In its Decision, the Board determined that Petitioner had not shown that there is a reasonable likelihood that it would prevail with respect to any of the challenged claims (15, 17-19, 21, 25-27, and 30-32) of the ’443 Patent. The ’443 Patent generally relates to a surface structure produced on an outer surface of a dental implant or fixture for a range of implants related to different types of qualities of jaw bone.

The Board determined that no explicit construction of any claim term is necessary to make a decision on institution. The Board then reviewed whether the challenged claims are obvious over Bono and Dinkelacker. Patent Owner argued that this ground fails because Bono does not disclose the claimed “dental implant” and “wave pattern.” The Board agreed that Petitioner had not shown that it would have been obvious to combine Dinkelacker’s teaching of groove-shaped recesses to the threads of the bone implant screw taught by Bono in order to arrive at the claimed “wave pattern having a respective trough depth in the range of between approximately 25 to 200 μm.” Specifically, the Board found that Petitioner did not identify any criteria from the references or elsewhere that would guide the skilled artisan to optimize the thread depth to within the claimed range, while still achieving a desirable level of pullout resistance.

The Board then reviewed whether the challenged claims are obvious based on Libbey and Dinkelacker. Patent Owner argued that Libbey is not analogous art because it is not reasonably pertinent to the problem of implant stability or osseonitegration. The Board agreed that Petitioner only offered the conclusory testimony of its expert to support this ground.
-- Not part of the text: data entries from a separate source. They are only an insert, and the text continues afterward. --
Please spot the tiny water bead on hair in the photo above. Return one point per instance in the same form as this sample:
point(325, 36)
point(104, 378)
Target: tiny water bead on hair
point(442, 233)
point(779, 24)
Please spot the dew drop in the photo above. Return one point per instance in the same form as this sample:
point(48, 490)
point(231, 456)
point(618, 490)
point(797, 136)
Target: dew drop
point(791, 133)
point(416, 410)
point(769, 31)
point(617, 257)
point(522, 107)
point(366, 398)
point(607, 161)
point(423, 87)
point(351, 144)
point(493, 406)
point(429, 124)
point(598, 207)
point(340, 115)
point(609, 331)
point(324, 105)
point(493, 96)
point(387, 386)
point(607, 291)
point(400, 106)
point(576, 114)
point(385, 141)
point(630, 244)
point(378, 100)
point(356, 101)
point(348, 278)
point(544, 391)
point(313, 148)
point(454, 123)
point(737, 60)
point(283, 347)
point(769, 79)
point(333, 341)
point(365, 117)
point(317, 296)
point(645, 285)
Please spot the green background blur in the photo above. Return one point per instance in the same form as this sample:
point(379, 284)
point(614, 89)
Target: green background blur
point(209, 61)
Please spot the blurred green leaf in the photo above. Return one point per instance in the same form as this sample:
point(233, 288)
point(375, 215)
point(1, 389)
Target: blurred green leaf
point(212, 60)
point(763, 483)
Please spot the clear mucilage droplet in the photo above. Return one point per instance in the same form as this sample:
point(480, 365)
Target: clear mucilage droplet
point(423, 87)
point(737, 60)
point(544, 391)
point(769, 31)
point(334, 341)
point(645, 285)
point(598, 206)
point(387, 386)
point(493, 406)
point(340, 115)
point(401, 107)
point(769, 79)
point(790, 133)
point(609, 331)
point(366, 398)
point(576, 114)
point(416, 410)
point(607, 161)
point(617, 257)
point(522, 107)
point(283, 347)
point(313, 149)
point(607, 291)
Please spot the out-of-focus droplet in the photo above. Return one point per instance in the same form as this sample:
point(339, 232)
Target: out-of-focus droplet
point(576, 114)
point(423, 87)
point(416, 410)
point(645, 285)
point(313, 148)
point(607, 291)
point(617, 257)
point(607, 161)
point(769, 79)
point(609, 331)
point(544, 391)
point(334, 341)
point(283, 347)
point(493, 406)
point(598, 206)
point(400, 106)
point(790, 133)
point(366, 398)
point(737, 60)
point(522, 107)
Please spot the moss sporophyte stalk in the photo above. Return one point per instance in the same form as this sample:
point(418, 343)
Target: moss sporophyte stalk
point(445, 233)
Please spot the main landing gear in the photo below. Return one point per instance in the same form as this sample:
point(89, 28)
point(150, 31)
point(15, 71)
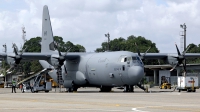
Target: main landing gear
point(128, 88)
point(105, 89)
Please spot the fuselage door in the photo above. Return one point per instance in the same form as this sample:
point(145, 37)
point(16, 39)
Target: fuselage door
point(125, 64)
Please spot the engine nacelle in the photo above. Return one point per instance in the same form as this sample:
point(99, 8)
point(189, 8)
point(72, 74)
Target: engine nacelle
point(54, 61)
point(171, 60)
point(10, 61)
Next, the Board reviewed whether the challenged claims are obvious over Papafotiou and Dinkelacker. The arguments regarding this ground were similar to that of the prior ground, and the Board found for similar reasons that Petitioner had not demonstrated a likelihood to prevail on this ground.

The Board then reviewed whether claims 15, 17, 30, and 32 are anticipated by Weiss. Patent Owner argued that Petitioner improperly relied upon patent figure measurements from Weiss, and the Board agreed, stating that there is no evidence that the Weiss patent drawings are to scale such that a reliable measurement of the groove depth can be made based on the figure itself. For similar reasons, the Board also denied review of the last ground of unpatentability – obviousness of claims 18, 19, 21, 25, and 26 based on Weiss and Dinkelacker.

Instradent USA, Inc. v. Nobel Biocare Services AG, IPR2015-01784

Paper 14: Decision Denying Institution of Inter Partes Review

Dated: February 17, 2016

Patent 8,764,443 B2

Before: William v. Saindon, Tina E. Hulse, and Christopher G. Paulraj

Written by: Paulraj

Related Proceedings: Certain Dental Implants, Inv. No. 337-TA-934 (ITC); Nobel Biocare Services AG and Nobel Biocare USA, LLC v. Neodent USA, Inc., No. 14-1322 (C.D. Cal.)